There's plenty of theories as to what went wrong—the most credible being that a SAN upgrade was botched, possibly by a large outsourcing contractor, and that no backups were taken despite space being available (though presumably not on the same SAN!). Note that while most cloud services exceed the capacity/cost ceiling of SANs and therefore employ cheaper horizontal scaling options (like the Google File System ) this is, or should I say was, a relatively small amount of data. As such there is no excuse whatsoever for not having reliable, off-line backups—particularly given Danger is owned by Microsoft (previously considered one of the "big 4" cloud companies even by myself). It was a paid-for service too (~$20/month or $240/year?) which makes even the most expensive cloud offerings like Apple's MobileMe look like a bargain (though if it's any consolation the fact that the service was paid for rather than free may well come back to bite them by way of the inevitable class action lawsuits).

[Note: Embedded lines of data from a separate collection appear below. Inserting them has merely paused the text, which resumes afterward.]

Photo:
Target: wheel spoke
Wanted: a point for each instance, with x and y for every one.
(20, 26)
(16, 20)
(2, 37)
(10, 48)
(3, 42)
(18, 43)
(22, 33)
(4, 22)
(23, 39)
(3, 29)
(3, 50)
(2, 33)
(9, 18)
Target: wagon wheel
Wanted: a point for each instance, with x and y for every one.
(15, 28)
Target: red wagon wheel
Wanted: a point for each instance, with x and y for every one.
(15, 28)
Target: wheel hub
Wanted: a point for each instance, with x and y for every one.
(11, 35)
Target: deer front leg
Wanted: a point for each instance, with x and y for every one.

"Real" cloud storage systems transparently ensure that multiple copies of data are automatically maintained on different nodes, at least one of which is ideally geographically independent. That is to say, the fact I see the term "SAN" appearing in the conversation suggests that this was a legacy architecture far more likely to fail. This is in the same way that today's aircraft are far safer than yesterday's and today's electricity grids far more reliable than earlier ones (Sidekick apparently predates Android & iPhone by some years after all). It's hard to say with any real authority what is and what is not cloud computing though, beyond saying that "I know it when I see it, and this ain't it".